I served this turkey breast alongside some of Aldi’s Hawaiian stuffing, instant mashed potatoes, and green bean casserole. It was tender and flavorful for a turkey breast, and, if you like to nibble on poultry skin like I do while carving the bird, the skin cooked up nice and crisp and salty. The gravy was on the thinner side, but I didn’t stir it as much as I probably should have while it was heating, and I don’t know if that affected thickness. It still tasted rich and savory and no one seemed to mind much.
There also was plenty of meat for leftovers. After feeding dinner to my family of four, we still had a mostly full 2.5-quart dish of meat.
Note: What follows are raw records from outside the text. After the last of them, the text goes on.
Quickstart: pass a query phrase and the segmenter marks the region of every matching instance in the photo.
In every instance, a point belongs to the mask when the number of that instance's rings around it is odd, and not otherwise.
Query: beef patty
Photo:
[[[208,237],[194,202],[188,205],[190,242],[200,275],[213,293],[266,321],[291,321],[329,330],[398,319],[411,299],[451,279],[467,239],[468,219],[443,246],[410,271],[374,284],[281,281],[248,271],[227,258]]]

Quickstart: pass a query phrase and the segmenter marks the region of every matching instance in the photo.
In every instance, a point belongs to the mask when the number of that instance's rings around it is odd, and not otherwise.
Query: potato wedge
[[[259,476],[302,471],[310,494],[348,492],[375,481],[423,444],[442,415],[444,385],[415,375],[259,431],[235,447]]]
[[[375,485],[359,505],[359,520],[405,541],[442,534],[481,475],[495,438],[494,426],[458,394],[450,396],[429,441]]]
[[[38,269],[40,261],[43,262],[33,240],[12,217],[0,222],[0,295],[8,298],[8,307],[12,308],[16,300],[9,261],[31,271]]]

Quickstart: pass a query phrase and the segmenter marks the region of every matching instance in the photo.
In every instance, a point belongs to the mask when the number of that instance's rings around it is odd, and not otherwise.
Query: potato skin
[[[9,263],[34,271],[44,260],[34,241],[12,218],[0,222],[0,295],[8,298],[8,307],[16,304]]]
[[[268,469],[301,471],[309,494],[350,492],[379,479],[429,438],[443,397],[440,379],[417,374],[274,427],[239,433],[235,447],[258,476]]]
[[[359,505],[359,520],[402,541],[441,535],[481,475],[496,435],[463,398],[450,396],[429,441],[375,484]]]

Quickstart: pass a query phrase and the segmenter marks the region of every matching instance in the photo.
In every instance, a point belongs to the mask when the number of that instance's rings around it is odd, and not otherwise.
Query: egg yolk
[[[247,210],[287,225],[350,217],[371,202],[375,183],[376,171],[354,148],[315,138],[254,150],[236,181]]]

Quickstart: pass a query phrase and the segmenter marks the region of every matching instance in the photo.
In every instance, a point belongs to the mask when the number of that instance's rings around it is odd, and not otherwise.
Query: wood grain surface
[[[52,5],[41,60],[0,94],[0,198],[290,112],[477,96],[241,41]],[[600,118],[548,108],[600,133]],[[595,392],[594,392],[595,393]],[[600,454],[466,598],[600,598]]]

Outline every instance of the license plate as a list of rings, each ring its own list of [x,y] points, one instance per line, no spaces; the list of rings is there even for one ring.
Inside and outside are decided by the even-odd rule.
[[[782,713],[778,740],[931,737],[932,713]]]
I’ll be packing some of the meat up to freeze and save for casseroles later, and I froze the partial turkey carcass to make stock with as well.
And if this turkey breast is still too much meat for you, you can always go with Aldi’s cornish game hens instead.
UPDATE (4/12/2022) — After receiving many comments from readers alleging that their bone-in turkey breasts were fatty, tough, game-like, or otherwise inedible, we purchased another bone-in turkey breast from Aldi this spring to see if something was different about the birds currently in stores.
We found two gravy packets inside our turkey instead of one packet, and the gravy is still as thin as ever with these turkeys. We roasted the turkey in our oven following the standard directions on the package, and it turned out as we would expect turkey to turn out. It wasn’t any fattier than other birds we’ve cooked, and it had a similar taste and texture to other turkeys we’ve cooked. As far as we can tell, it’s not really different from the turkey we roasted the first time around.
Being longtime Aldi shoppers, one thing we have learned is that your mileage may vary with certain Aldi products depending on what region you live in. It’s possible Aldi may source their bone-in turkey breasts from different regional suppliers, so what kind of turkey you get might depend on what kind of stock your local store receives.
The Kirkwood Bone-In Turkey Breast is a good option if you don’t want to cook a whole turkey or if you want to stick with white meat over dark. It made for a nice family dinner in our house.